El cura lo observó enarcando una ceja.
—¿Escribe? ¿Y ya?
—Puede que no me crea, pero cada vez que siento que la ira me embarga, escribo todo cuanto llevo en la cabeza. Y de pronto los pensamientos que me atormentan, las voces que oigo, todo se silencia. Escribir es el modo que tengo para escapar de mis propios demonios.

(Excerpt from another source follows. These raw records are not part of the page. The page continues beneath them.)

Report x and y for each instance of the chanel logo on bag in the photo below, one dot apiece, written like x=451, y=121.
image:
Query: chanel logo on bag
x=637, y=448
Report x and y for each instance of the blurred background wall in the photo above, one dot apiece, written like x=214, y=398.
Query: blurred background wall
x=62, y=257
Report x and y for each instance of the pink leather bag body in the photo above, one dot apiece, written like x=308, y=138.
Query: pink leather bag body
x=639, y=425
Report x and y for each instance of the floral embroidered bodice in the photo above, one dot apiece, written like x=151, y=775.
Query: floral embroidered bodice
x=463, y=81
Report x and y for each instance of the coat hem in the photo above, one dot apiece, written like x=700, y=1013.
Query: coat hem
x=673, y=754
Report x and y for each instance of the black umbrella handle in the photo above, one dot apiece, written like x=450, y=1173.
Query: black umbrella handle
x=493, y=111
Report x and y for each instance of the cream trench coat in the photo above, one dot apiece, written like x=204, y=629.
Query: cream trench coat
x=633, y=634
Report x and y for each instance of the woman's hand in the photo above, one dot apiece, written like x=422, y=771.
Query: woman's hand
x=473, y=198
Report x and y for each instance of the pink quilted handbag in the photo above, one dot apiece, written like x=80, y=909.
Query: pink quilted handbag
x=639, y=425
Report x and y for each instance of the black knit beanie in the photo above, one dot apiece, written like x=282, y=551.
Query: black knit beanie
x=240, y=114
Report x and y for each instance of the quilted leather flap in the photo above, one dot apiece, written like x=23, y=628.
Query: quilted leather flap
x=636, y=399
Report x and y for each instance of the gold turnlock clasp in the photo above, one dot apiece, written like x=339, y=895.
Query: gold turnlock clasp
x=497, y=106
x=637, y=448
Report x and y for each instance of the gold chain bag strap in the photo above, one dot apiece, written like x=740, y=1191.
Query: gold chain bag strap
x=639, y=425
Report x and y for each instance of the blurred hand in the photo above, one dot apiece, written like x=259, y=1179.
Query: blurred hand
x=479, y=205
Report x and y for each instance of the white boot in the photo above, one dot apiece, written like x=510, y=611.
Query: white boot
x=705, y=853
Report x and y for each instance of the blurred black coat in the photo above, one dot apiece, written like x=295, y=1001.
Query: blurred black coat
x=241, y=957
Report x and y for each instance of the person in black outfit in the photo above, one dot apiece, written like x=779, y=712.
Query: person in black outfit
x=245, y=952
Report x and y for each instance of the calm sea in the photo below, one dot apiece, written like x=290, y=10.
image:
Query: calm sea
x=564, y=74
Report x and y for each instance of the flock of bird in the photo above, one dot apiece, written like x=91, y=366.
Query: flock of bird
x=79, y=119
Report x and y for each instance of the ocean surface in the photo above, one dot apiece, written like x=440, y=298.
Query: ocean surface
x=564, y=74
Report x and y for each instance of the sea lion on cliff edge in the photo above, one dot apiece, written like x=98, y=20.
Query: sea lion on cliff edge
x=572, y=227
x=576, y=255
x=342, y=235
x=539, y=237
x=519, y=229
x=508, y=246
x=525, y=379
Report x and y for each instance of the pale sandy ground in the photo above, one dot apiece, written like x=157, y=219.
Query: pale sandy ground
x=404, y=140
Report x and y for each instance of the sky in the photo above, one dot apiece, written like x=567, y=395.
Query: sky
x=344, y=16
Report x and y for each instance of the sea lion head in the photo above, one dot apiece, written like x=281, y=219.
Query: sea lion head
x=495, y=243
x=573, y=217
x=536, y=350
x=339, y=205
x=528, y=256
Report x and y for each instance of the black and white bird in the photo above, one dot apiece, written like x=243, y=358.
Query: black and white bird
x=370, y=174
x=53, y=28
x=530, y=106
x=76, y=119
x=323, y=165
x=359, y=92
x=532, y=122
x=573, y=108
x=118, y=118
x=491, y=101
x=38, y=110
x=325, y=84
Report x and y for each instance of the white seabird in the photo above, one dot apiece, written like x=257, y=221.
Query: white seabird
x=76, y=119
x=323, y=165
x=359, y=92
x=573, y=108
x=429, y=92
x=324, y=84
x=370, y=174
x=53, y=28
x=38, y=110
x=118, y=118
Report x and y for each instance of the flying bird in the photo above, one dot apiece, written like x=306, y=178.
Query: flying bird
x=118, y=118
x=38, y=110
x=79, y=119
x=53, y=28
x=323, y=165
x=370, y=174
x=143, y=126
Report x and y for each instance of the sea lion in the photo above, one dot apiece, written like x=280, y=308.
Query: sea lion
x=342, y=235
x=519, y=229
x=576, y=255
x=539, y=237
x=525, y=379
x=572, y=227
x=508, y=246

Sálvator señaló el costal que descansaba a sus pies.
—Siempre llevo conmigo las páginas que escribo en ese estado. A veces escribo una historia distinta a la mía, una historia en la que mi familia está a salvo, en la que yo nunca volví del trabajo para encontrar mi casa en llamas. Pero sé que no se puede cambiar el pasado, por eso a veces trato de olvidar todo, pero nunca lo logro.
El cura echó un vistazo a las llamas que ardían en la chimenea.
—Esa mujer le había dicho que usted… —empezó el cura.
—…estaba maldito —terminó Sálvator.
—Me pregunto quién no lo está en estos tiempos —reflexionó el cura—. Sólo sé que quien es consciente de su condición está más próximo a salir de ella.
—No creo que haya salvación para mí, padre…
El sacerdote le devolvió una mirada de congoja.
Más tarde se encontraban en la buhardilla de la casa del cura, a la que habían accedido por una escalera de caracol. Ahí encontraron un montículo de paja cubierto con mantas y una almohada.
—No es lo mejor del mundo, pero al menos no entra el frío —dijo el cura.
—Ya me dirá cómo puedo agradecérselo —contestó Sálvator.
—Rogando por la bendición de Dios, si es que todavía nos escucha. Mañana tengo una misa que oficiar. Puede encontrarme en la catedral, que está aquí al lado. Le dejo esta vela, por si la necesita.
El cura se había dispuesto a bajar, pero entonces Sálvator lo llamó.
—No me dijo su nombre, padre.
—Llámeme Leopoldo —contestó cortésmente el cura—. Leopoldo de Luna.
Minutos más tarde, luego de su rezo acostumbrado, el padre Leopoldo se encontraba en su cama, intentando conciliar el sueño mientras que, afuera, la lluvia continuaba arreciando. Algo se había quedado atascado en el filtro de su mente, algo que al principio no pudo colegir qué era, pero que luego de rebuscar en su memoria lo notó, en especial cuando recordó haber estado en su comedor, mientras Sálvator cenaba, y luego cuando lo acompañó a su dormitorio y le había dejado la vela encendida. Era un detalle que parecía una nimiedad, pero que luego, cuando se dio cuenta, casi no le dejó dormir, y es que en todo este tiempo en que Sálvator había permanecido en su morada, frente a la luz de la hoguera y de la vela encendida, su cuerpo no había proyectado sombra alguna.